By the way, all the stuff I’ve mentioned so far is free. Had I described this stuff to someone ten years ago, that person would have said: sounds amazing but surely it breaks the bank. But leave it to the supposedly money-grubbing private sector to give us the most amazing things in ways that astonish us, even by making them free.
We repay the favor by hardly noticing. In fact, we mostly complain when the service isn’t perfect.
A few hours later, I opened my magic box and received the hangout invitation. Here we are, all five of us piled into one geographically non-contiguous room. The host appears and introduces herself. She is in a real studio. The show begins. She looks like she is on television. She sort of is, except that it is the internet. Who can tell what’s what anymore? She is looking at a big screen that is actually our hangout, and that scene is filmed and broadcasted live on the internet. You only need to show up.
This show is embedded in a frame inside the HuffPo website. Meanwhile, people are commenting on what we are saying. Anyone can jump in and everyone can see it. There are only slight delays in the sound. The picture quality is incredible. The show is fun. There are no technical screw ups at all. It seems stable and wonderful.
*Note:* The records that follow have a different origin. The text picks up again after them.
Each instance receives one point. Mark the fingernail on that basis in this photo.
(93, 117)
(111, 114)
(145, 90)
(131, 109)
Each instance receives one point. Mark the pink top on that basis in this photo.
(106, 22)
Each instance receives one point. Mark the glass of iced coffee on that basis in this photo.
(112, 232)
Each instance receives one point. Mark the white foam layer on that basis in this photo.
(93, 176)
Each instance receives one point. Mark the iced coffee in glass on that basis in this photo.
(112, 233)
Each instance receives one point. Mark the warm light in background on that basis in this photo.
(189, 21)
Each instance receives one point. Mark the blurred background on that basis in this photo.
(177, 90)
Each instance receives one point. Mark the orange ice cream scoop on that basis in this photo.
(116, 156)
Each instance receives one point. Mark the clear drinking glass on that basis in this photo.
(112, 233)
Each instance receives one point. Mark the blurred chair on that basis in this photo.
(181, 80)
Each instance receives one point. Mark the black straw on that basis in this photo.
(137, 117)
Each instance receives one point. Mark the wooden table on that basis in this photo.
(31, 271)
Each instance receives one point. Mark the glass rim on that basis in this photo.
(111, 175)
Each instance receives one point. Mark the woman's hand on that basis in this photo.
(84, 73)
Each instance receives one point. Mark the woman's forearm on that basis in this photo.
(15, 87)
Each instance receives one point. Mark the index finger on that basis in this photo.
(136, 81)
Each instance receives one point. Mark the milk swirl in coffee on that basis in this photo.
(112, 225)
Twelve months ago, this experience had just been launched. It improves by the day. The result is the radical democratization of media. Anyone can run a television show. Anyone can be on that show. It wasn’t that long ago when there were three channels and you took what you could get. That was the world as we knew it. We thought it was pretty cool. Now there are billions of channels and everyone has a chance to speak. It is not chaos. It is beautiful, a beautiful anarchy.
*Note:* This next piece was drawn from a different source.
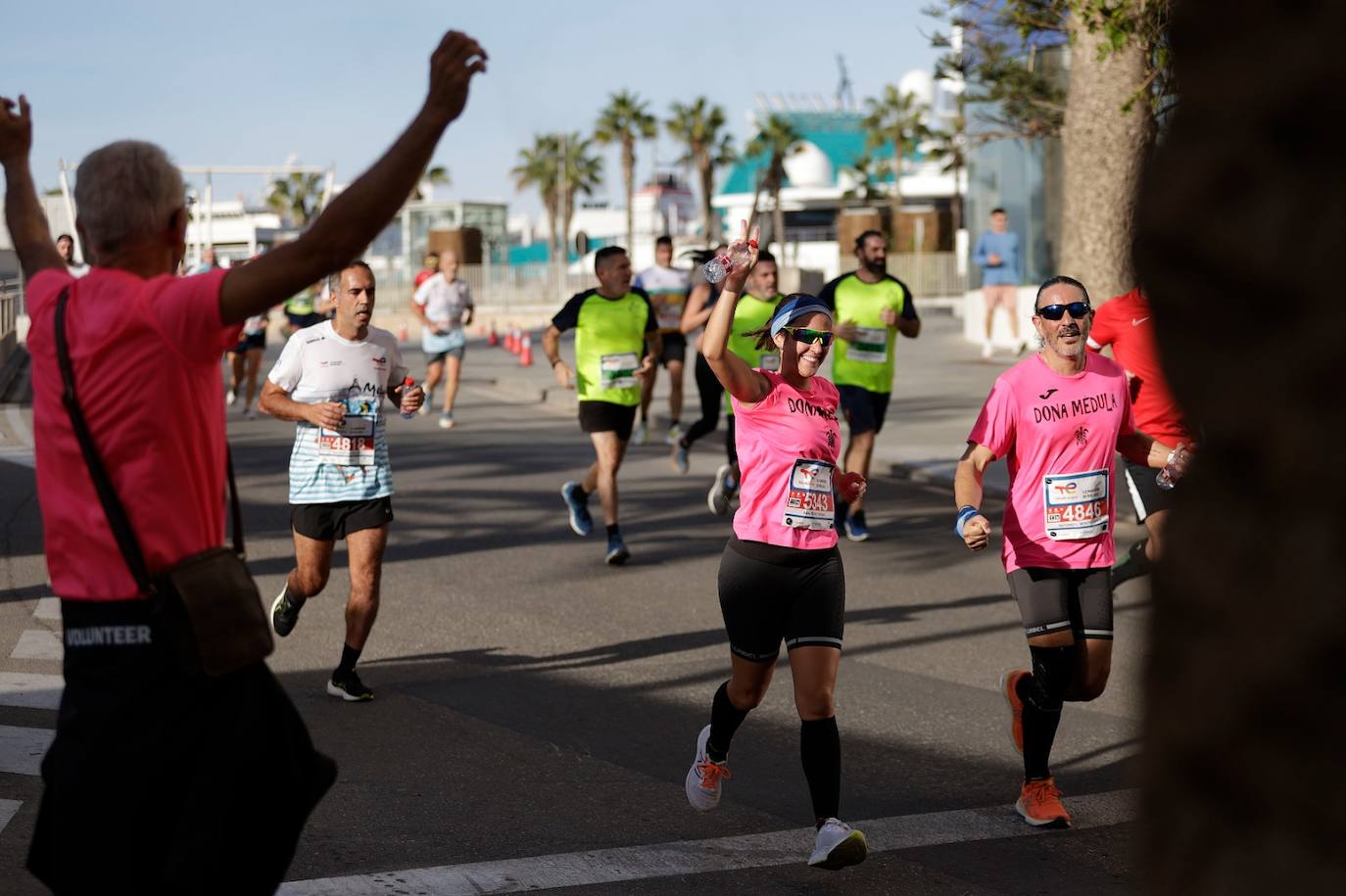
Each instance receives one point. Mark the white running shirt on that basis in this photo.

Once again, it is brought to us by the private sector, through free exchange, entrepreneurship, the private ownership of capital, and the price system.
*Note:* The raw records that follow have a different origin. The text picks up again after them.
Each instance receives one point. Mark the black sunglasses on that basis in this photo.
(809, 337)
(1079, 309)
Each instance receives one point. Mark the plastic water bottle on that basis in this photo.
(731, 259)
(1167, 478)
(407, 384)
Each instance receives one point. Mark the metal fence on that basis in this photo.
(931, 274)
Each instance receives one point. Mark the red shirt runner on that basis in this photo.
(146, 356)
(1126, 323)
Completing the irony: we were there to talk about a press conference in which Ben Bernanke mapped out his plans to undermine all those institutions. I was the only guest on the show to take issue with him on a fundamental level. Everyone else thought his ideas and plans were pretty good.
Free enterprise pours its blessings out over the whole of society; society repays the benevolence through indifference and even sympathy for its enemies.
Oh, by the way, you didn’t have to be at the HuffPo that instant to watch the show. Here is the link to the show, which you can watch right now thanks only to….
As to the contents, everyone else in the room presumed several things: 1) Bernanke has the best interest of the economy at heart, 2) the means he is using are the best way to achieve the goal of quickening the recovery, 3) the downside such as dollar depreciation is either not going to happen or is a good thing if it does.
I disputed all three.
1) Bernanke is mostly interested in propping up the system he rules, not the economy in general. 2) The means he is using will have no beneficial effects for economic growth, as illustrated by five years of failure, and 3) the downside is already here in the form of a broken credit system that is robbing the middle class.